Андрею показалось, что парнишка искренен. Или почти искренен. Или хочет думать, что старается быть хорошим…
– Ну и как там твой приятель? – спросила Валя, когда Андрей вернулся в редакцию.
– Робингудствует. Тырит только у богатых. Четко. Костик не отменялся?
– Вроде нет. Позвони спроси.
– Если я позвоню, он точно выклянчит у меня отпущение грехов. И статья если состоится, то с фотографиями из архивов Бороды.
– Ты прав, – потрясла кудряшками Валя и взялась за трубку. – Ты завтра утром как?
– А что?
– Мы ж с Михал Юричем на похоронах.
«Ух, надо ж настроение мне испортить! Ведь почти в порядке было!»

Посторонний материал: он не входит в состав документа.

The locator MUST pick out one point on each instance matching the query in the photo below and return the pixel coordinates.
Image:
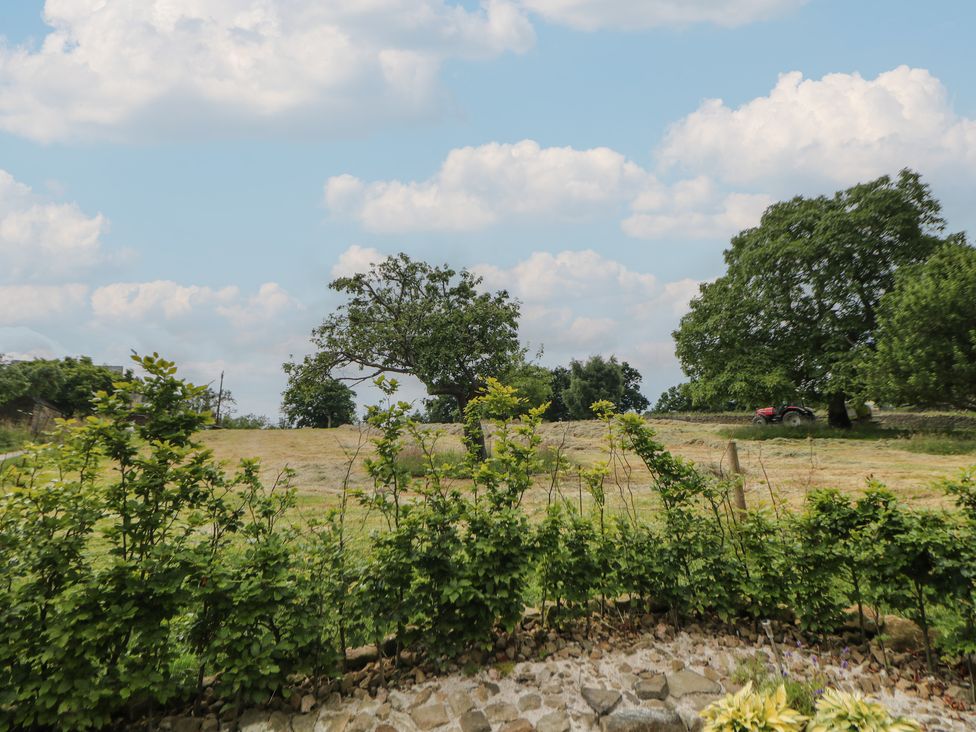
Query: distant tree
(208, 400)
(797, 307)
(312, 398)
(68, 383)
(599, 378)
(674, 399)
(441, 409)
(246, 422)
(559, 382)
(926, 336)
(428, 321)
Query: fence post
(738, 491)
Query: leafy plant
(751, 711)
(850, 712)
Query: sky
(187, 176)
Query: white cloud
(270, 302)
(476, 186)
(115, 68)
(21, 304)
(631, 14)
(139, 300)
(354, 260)
(693, 209)
(42, 240)
(480, 186)
(840, 128)
(570, 274)
(579, 303)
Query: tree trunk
(837, 411)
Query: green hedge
(134, 564)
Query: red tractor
(788, 414)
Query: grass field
(789, 464)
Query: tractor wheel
(793, 419)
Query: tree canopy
(67, 383)
(926, 337)
(599, 379)
(312, 398)
(798, 304)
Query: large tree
(600, 378)
(926, 336)
(431, 322)
(313, 398)
(68, 383)
(798, 305)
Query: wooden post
(738, 492)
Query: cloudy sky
(186, 176)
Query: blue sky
(187, 175)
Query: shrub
(842, 712)
(752, 711)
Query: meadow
(778, 464)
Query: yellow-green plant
(838, 711)
(752, 711)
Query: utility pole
(220, 398)
(738, 491)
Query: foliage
(12, 438)
(926, 338)
(121, 555)
(799, 302)
(409, 317)
(600, 379)
(312, 398)
(674, 399)
(69, 383)
(850, 712)
(752, 711)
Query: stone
(303, 722)
(474, 721)
(655, 687)
(501, 712)
(601, 701)
(187, 724)
(360, 723)
(554, 722)
(460, 702)
(686, 682)
(430, 716)
(643, 720)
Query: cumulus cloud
(43, 240)
(159, 298)
(630, 15)
(356, 259)
(476, 186)
(840, 128)
(114, 68)
(577, 303)
(693, 209)
(33, 303)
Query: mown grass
(416, 462)
(867, 431)
(959, 442)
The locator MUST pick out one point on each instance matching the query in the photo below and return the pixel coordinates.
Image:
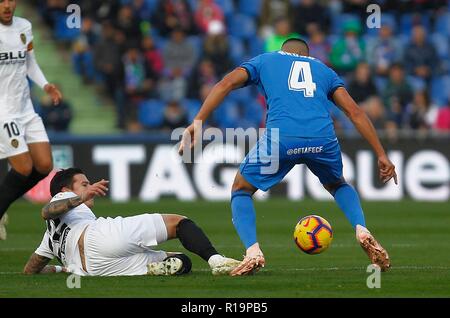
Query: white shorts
(122, 246)
(17, 133)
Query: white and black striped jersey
(15, 44)
(62, 234)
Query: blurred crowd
(159, 59)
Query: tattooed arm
(55, 209)
(37, 264)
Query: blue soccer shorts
(271, 159)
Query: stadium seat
(440, 87)
(227, 7)
(386, 19)
(241, 26)
(408, 21)
(338, 21)
(192, 107)
(441, 43)
(152, 4)
(442, 24)
(62, 32)
(416, 83)
(151, 113)
(197, 43)
(256, 46)
(193, 4)
(237, 49)
(250, 7)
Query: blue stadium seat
(416, 83)
(441, 43)
(197, 43)
(192, 107)
(237, 49)
(386, 19)
(227, 7)
(241, 26)
(440, 87)
(408, 21)
(250, 7)
(151, 113)
(442, 24)
(152, 4)
(338, 21)
(61, 31)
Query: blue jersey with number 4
(298, 90)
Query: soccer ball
(313, 234)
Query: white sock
(214, 259)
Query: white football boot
(377, 254)
(221, 265)
(170, 266)
(253, 261)
(3, 223)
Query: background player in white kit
(86, 245)
(23, 139)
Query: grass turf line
(415, 234)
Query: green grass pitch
(417, 236)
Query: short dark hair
(63, 178)
(301, 41)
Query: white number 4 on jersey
(300, 78)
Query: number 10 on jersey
(300, 78)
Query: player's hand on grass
(387, 169)
(97, 189)
(54, 93)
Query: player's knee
(44, 167)
(332, 187)
(240, 184)
(24, 169)
(172, 222)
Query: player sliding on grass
(88, 246)
(23, 139)
(298, 90)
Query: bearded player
(299, 91)
(23, 139)
(91, 246)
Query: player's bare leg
(377, 254)
(348, 201)
(195, 240)
(254, 257)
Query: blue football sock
(244, 217)
(348, 201)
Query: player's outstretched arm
(365, 127)
(57, 208)
(234, 80)
(37, 264)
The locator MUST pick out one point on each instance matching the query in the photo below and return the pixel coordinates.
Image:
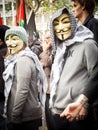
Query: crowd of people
(58, 76)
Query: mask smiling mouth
(62, 31)
(12, 46)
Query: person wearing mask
(73, 68)
(3, 51)
(84, 12)
(46, 61)
(25, 83)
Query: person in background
(46, 61)
(84, 12)
(35, 44)
(3, 51)
(25, 83)
(75, 65)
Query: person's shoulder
(25, 60)
(91, 44)
(93, 20)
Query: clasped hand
(74, 111)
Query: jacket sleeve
(23, 75)
(91, 56)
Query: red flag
(1, 21)
(21, 17)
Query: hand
(72, 110)
(82, 114)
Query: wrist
(82, 99)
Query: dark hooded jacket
(74, 66)
(3, 49)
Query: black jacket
(92, 24)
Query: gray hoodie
(70, 73)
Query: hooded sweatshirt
(74, 62)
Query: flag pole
(4, 17)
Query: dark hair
(89, 5)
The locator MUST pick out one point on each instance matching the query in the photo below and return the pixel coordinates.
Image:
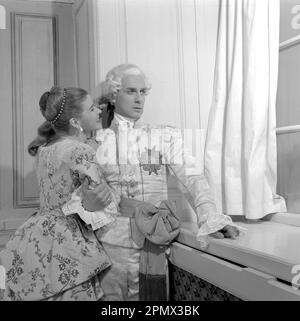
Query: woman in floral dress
(53, 256)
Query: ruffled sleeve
(83, 164)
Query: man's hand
(228, 231)
(95, 199)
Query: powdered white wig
(113, 80)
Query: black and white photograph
(149, 154)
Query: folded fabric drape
(154, 228)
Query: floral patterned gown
(53, 256)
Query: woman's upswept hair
(112, 84)
(57, 106)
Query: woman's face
(91, 117)
(130, 99)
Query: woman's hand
(228, 231)
(95, 199)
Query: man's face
(131, 98)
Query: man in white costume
(136, 161)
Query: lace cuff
(96, 219)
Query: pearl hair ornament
(53, 121)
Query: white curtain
(240, 152)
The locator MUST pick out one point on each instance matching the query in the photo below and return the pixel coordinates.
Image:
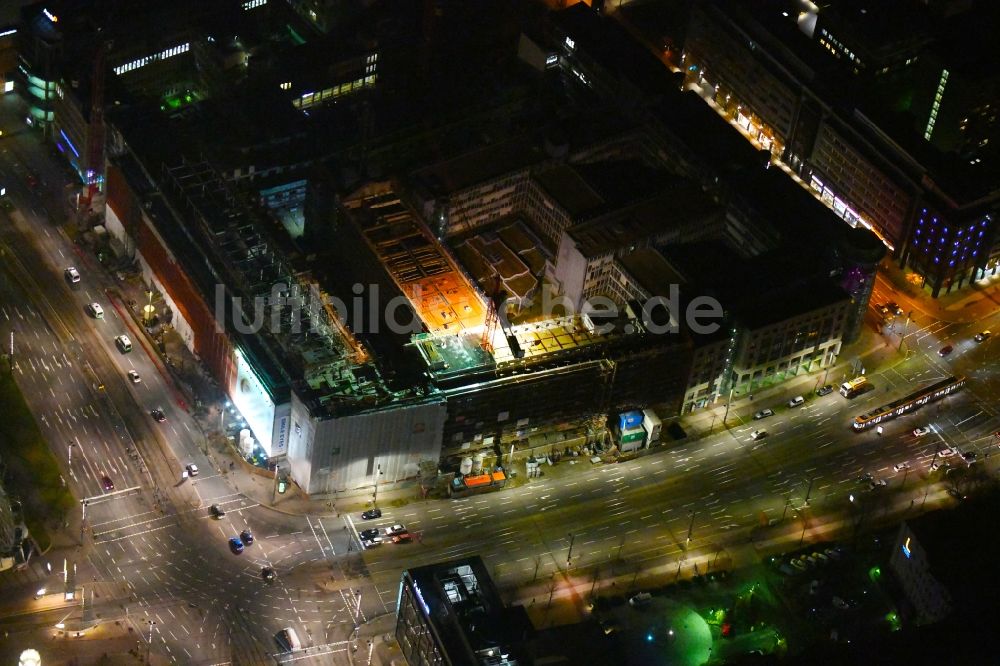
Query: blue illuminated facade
(947, 252)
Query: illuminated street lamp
(148, 309)
(378, 473)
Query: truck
(855, 387)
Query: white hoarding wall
(345, 453)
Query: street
(160, 561)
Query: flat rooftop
(565, 184)
(441, 296)
(508, 250)
(683, 205)
(479, 166)
(452, 356)
(471, 623)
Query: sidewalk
(968, 304)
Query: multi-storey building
(585, 265)
(451, 614)
(785, 84)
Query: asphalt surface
(154, 554)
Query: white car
(640, 600)
(124, 344)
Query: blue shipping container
(627, 420)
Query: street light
(378, 473)
(148, 310)
(149, 646)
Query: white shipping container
(651, 422)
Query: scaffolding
(286, 306)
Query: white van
(288, 640)
(640, 600)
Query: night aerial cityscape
(499, 332)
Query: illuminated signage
(253, 402)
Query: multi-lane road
(161, 561)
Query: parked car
(123, 343)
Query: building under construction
(367, 350)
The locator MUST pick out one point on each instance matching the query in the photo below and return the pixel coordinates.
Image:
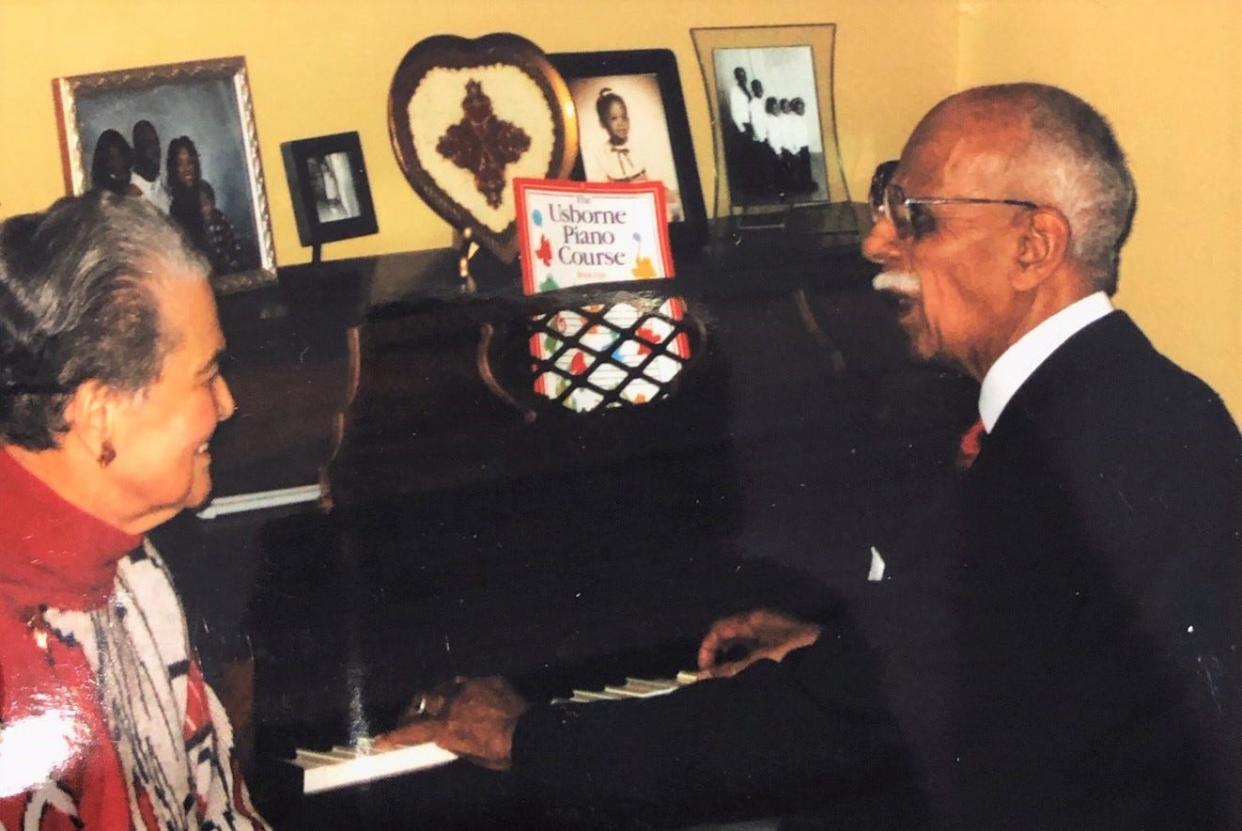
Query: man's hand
(472, 717)
(759, 634)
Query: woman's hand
(472, 717)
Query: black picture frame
(332, 200)
(688, 234)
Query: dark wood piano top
(570, 550)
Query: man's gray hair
(76, 306)
(1078, 164)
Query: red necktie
(971, 442)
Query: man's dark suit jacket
(1069, 658)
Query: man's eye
(922, 220)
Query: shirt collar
(1025, 355)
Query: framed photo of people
(332, 196)
(181, 136)
(632, 127)
(770, 91)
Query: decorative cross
(482, 143)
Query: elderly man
(1069, 657)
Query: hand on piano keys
(371, 759)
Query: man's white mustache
(897, 281)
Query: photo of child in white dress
(627, 137)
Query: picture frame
(198, 116)
(770, 160)
(328, 184)
(648, 86)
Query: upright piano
(467, 526)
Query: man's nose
(879, 245)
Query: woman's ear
(1042, 247)
(91, 415)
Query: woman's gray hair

– Я посижу попишу. Все будет о’кей.
Костик, недовольный, с мятой физиономией и в несвежей рубашке, ввалился в помещение в три дня, заранее нудя, что у него всего два часа времени.
– До следующего кормления? – осведомился Андрей, вскидывая на плечо сумку.
– Да что ты понимаешь! – завелся фотокор.
– То, что мы едем на задание. Двигай!..
Андрей хотел уточнить, чем Костику следует двигать, но, поскольку в редакции был траур, прикусил язык.
Ехали довольно долго, скатываясь с шоссе на двухполоску, с нее – на сельский проселок. Фермерское хозяйство дало о себе знать огороженными проволокой изумрудно-зелеными выпасами, откуда на редкую здесь машину с любопытством поглядывали мордастые буренки и наряженные в одинаковые синие ветровки пастухи.